With increasing globalization and continuing advances in technology, a quality education in math and the sciences is critical for today's students. Therefore mastery of basic math skills is more important than ever.
The U.S. ranked 24th of 29 member nations on the 2003 Programme for International Student Assessment (PISA, 2003), demonstrating a continued lag in math and science.
The general public is concerned about this problem, and it has been prevalent in the popular press. In the 2007 National Assessment of Educational Progress, only five percent of fourth grade students and seven percent of eighth grade students attained advanced levels of mathematics.
As kids better tools are needed as interventions for today's students. Such tools may also help gifted students and students achieving at grade level, and could be important in future MLD research.
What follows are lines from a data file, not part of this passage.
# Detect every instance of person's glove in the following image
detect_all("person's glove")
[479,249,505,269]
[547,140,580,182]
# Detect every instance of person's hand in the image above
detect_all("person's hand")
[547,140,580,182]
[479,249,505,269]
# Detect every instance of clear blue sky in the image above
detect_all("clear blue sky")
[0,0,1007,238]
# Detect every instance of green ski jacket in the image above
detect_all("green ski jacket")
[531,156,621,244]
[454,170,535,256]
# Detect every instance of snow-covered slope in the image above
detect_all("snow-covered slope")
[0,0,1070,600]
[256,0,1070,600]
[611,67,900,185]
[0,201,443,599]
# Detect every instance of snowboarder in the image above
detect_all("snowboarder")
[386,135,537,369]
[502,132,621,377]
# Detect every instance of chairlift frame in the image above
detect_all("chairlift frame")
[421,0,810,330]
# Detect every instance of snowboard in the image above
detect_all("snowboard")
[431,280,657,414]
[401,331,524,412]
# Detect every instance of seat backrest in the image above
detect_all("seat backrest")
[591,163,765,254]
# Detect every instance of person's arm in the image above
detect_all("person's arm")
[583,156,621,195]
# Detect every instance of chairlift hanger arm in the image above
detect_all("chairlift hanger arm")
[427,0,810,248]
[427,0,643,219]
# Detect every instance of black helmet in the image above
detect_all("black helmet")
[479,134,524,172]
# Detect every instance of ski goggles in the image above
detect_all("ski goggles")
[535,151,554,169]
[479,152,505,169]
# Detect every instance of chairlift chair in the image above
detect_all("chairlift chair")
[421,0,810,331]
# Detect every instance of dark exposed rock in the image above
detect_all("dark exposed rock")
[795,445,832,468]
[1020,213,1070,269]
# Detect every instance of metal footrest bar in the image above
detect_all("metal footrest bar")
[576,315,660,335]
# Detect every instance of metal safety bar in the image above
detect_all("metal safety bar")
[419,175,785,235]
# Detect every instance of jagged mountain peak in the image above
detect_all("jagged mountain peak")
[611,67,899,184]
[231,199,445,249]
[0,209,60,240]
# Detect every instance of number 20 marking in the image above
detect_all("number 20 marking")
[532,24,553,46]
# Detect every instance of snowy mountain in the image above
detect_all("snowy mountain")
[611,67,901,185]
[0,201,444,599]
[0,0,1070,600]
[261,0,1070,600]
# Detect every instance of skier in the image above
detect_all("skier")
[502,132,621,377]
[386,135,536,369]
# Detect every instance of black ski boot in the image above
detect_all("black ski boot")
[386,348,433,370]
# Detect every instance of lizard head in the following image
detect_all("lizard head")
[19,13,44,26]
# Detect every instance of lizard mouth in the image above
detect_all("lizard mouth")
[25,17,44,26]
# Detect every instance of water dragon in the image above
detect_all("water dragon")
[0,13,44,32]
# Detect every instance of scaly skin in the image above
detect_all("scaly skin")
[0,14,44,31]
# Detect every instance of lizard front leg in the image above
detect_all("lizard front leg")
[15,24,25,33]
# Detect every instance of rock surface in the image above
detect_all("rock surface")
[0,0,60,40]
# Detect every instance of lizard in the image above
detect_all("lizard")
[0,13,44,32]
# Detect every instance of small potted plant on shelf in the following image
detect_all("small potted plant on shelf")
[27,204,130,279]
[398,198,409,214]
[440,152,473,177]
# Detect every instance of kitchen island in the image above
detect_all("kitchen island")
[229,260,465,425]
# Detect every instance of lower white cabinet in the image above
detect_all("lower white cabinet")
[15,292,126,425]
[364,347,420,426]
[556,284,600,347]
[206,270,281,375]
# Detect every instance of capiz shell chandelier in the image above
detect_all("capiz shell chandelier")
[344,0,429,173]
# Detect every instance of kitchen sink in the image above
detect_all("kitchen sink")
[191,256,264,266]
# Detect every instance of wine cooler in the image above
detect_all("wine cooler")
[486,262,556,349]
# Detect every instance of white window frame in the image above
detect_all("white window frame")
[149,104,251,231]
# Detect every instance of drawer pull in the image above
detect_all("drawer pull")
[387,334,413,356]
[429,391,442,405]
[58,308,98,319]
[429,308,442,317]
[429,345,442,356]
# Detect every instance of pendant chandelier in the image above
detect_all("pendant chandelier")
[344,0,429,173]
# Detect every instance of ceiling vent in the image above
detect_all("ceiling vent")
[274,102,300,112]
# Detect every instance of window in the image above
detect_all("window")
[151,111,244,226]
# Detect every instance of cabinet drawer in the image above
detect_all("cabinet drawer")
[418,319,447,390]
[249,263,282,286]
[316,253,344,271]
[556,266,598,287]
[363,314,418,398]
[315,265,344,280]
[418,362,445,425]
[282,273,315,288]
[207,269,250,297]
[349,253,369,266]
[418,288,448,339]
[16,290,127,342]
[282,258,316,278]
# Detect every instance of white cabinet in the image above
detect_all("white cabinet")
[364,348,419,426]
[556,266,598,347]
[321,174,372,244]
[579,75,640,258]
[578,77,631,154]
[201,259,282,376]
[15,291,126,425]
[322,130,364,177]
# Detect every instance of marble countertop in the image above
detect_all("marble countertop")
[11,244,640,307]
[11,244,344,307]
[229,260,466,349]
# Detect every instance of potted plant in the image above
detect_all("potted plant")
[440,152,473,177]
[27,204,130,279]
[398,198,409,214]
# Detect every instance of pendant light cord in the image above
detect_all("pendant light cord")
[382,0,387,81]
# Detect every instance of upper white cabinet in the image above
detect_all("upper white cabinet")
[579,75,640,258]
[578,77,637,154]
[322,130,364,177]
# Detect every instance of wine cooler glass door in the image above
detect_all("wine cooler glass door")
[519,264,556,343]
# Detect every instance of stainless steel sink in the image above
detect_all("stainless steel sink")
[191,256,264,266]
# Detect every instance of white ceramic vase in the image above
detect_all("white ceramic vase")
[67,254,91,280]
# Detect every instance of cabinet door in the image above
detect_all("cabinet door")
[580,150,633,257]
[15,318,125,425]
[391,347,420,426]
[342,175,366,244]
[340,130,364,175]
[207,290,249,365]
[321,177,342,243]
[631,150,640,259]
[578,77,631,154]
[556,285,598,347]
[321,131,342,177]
Manipulative teaching aids have been used in mathematics education for centuries. There are many in use today that are helpful in teaching the many math concepts students need to learn. The most popular manipulatives, including Cuisenaire Rods, Unifix Cubes, and Base Ten Blocks are widely accepted as standards in teaching basic mathematic concepts to young children. Over many years, a large volume of research has found that the use of manipulatives by students improves their performance. Unfortunately in many classrooms they are rarely used, due in part to problems related to convenience and effectiveness.
These tools involve many, sometimes hundreds of pieces, which are often scattered on desks, tables or floors. Much time is spent constructing the desired pieces, or finding and retrieving them. When several students are working simultaneously, classrooms can become chaotic and learning is slowed or halted. Because young children have short attention spans, these problems can cause missed opportunities for learning.
In addition, these manipulatives fall short in demonstrating many key ideas and number relationships and in bridging the gap between concrete examples and abstraction. Accordingly, it would be advantageous to provide a more convenient manipulative to fill these gaps and provide an additional, more intuitive representation of these concepts, especially the basic math facts.
In addition to manipulative, the numberline is significant features used in teaching basic math facts, as an important intermediate step between physical counters and mental abstraction. However, as yet there are no manipulatives which provide highly convenient, intuitive demonstrations using the numberline. Accordingly, it would be advantageous to provide a more intuitive manipulative teaching tool which is number-line based so that children, many of whom are visual-spatial learners, can readily understand and remember basic mathematical concepts, and begin abstraction of those concepts.
Once a student has a basic understanding of the math facts, and is ready to master rapid recall, manipulatives are less useful. When every second counts, even the most convenient manipulative is too slow. Traditional flash cards are quick, but there are traditional problems too, most notably the need for many hours of one-on-one instruction that many students never receive. Computer programs can solve that problem and others, including the need for automatic tracking of answers, instant reporting of results and trends.
Certainly these are significant advantages, and some existing computer flashcard programs are very useful. Unfortunately, many of these computer programs place more emphasis on gaming than learning. Most are low quality and do a poor job of training the user for rapid recall of the many facts. Even the more advanced computer flashcard programs, such as Math Blaster and Fastt Math, have no elements to assist students when they have difficulty with a problem, and no elements that frame the process for moving students from concrete manipulatives to virtual manipulatives in their programs.
In view of the foregoing, it would be advantageous to provide a serious practice program that calls up a helpful virtual manipulative at just the right times—a new virtual manipulative that improves understanding and retention.
It would be advantageous if this virtual manipulative could also be supplemented by an analogous real world hands-on experience that allows children to construct a personalized set of math fact strategies to be displayed by these virtual manipulative, giving students more ownership in these strategies and facts. The personalized strategies could then be stored and used in presenting the virtual manipulative reminders at critical moments when a student encounters difficulty.
It would also be advantageous if such program offered the option for computer selection of drills and practice sessions based on continuous monitoring of students' performance, along with curricula customized to the personalized strategies developed by the students using the corresponding physical manipulative.
In view of the foregoing, it would be advantageous to provide a highly convenient and effective way to translate many basic math concepts directly to the numberline, thereby advancing learning success. It would also be advantageous to provide a more intuitive way to visualize, comprehend, and memorize basic math concepts in order to bridge the gap between the concrete and the abstract for students. Yet another advantage would be to provide a computer program based on these visual impressions that builds math fact fluency stepwise for children who are memorizing addition, subtraction, multiplication and division.
While it would be desirable to provide a method and system for teaching math that provides one or more of the foregoing or other advantageous features as may be apparent to those reviewing this disclosure, the teachings disclosed herein extend to those embodiments which fall within the scope of the appended claims, regardless of whether they accomplish one or more of the above-mentioned advantages.